Go to the linked article (yes, yes, do it anyway). Skip the Wii demo video that forms the basis of the post because it really isn't interesting. Go to the second video. Watch it.
Holy frick. Robotic vision and control has come a long way.
Put my fist through my alarm clock with its ding-dong death inside my ear. - The Blackjacks.
Whenever I see these reports, it makes me wonder about the implications on manufacturing. Someone in the US or Europe can't/won't compete with someone in China working 15 hour days in a sweatshop for 50 cents an hour, and so from the company's standpoint, it makes economic sense to move. But will the rise in robotics cause a return of manufacturing? You will still need some people working in the factory maintaining the robots and what-not, but it may be cheaper to manufacture things closer to their destination rather than manufacturing them in a developing country and shipping them.

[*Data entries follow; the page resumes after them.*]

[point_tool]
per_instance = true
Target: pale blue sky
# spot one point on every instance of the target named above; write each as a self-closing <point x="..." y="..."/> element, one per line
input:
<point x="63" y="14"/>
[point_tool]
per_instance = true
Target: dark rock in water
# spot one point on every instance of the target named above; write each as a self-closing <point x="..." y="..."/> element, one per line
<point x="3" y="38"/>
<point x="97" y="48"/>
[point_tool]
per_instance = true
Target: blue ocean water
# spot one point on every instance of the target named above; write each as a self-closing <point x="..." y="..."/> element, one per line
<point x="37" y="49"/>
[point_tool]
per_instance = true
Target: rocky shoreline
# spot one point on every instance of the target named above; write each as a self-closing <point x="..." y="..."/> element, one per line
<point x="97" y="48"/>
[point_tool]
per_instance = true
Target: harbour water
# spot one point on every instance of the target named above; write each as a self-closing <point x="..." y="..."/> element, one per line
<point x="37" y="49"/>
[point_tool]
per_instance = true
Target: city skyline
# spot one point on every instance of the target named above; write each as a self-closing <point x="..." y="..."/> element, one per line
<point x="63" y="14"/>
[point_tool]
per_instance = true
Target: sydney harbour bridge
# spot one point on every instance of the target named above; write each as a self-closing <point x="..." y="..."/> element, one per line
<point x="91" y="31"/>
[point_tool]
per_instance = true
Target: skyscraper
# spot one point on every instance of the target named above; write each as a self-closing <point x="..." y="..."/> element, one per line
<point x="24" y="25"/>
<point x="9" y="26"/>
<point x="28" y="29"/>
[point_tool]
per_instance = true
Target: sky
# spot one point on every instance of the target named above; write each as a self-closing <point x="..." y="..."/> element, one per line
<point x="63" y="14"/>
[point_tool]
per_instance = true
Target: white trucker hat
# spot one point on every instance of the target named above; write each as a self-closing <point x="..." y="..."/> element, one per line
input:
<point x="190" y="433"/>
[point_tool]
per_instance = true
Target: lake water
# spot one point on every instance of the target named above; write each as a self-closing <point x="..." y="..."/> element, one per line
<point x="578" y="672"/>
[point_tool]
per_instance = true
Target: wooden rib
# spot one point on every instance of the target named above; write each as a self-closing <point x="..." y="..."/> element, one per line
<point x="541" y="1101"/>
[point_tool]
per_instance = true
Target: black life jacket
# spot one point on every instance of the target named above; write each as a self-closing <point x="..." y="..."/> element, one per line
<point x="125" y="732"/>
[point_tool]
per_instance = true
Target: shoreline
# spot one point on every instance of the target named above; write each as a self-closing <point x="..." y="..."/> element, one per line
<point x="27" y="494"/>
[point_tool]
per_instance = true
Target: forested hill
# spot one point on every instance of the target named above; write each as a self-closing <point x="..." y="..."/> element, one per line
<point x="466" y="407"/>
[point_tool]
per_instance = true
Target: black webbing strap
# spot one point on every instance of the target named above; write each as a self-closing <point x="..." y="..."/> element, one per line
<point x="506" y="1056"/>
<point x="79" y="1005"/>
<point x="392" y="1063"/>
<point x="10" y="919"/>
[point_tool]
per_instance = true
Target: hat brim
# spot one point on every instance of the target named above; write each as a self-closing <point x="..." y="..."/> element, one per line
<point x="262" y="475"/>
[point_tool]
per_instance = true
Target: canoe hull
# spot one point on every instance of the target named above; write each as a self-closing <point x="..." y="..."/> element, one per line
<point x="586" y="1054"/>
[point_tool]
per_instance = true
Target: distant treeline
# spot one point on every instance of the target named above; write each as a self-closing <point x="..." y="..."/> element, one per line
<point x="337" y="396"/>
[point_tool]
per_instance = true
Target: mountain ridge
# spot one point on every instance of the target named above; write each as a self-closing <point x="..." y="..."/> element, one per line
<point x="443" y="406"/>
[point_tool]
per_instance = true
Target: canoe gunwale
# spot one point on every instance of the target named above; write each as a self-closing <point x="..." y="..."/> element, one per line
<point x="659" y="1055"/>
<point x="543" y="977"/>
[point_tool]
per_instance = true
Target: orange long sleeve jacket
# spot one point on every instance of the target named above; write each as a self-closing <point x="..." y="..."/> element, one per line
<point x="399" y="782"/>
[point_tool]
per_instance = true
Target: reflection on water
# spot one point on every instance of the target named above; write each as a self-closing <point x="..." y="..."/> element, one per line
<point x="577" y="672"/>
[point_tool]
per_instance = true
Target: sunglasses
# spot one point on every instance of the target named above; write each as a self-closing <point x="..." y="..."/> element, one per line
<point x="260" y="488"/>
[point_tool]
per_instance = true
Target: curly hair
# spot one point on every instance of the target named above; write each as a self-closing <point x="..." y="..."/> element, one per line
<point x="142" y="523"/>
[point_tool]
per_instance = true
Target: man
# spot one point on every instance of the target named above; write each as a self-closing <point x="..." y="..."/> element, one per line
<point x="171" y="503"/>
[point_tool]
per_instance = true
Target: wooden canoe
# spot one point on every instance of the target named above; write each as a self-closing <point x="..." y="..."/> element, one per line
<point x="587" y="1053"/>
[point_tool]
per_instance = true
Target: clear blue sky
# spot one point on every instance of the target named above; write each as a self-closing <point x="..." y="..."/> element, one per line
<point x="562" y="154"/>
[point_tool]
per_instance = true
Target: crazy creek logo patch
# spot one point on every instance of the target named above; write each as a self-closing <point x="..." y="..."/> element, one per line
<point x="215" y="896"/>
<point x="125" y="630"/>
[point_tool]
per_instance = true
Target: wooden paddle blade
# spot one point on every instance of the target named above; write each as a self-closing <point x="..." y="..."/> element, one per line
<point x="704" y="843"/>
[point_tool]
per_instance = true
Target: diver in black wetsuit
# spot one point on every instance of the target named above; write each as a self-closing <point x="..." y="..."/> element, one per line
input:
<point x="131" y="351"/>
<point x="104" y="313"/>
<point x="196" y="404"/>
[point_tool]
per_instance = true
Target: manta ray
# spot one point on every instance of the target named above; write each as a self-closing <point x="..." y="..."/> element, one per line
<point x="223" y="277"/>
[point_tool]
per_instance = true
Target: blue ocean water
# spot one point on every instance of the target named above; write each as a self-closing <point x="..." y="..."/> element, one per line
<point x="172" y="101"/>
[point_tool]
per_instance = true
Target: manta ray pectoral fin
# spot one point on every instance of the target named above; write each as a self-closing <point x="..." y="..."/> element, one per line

It's been known for a long time that robots and computerized systems are vastly superior to humans at simple tasks, their only downside is the upfront cost and often inflexibility.
One of the neatest applications I saw recently was in a factory where macadamia nuts were shelled. The nuts would pass through a big set of rollers, cracking the shells open. Then, the shell casings and the nuts would fall down, and a computer vision system would detect the nuts and the shells. Everything then fell through a collection of compressed air blowers, that would precisely blow the macademia nuts out of the stream of falling shells onto a conveyor platform, while the shells would fall seperated into a hopper off to somewhere else.
That's nothing. The Adept robot is in production. Here's what's working in the lab. Watch the fingered robot hand tie knots in a rope, dribble balls, and throw a cell phone in the air and catch it in a different grip, all at about 5x human speed or better. This system has 1ms visual reaction time.
Working at very high speed has advantages. Once the reaction time of the systems is faster than movement caused by gravity and other disturbances, flexible objects like ropes and cloth can be manipulated in a straightforward way.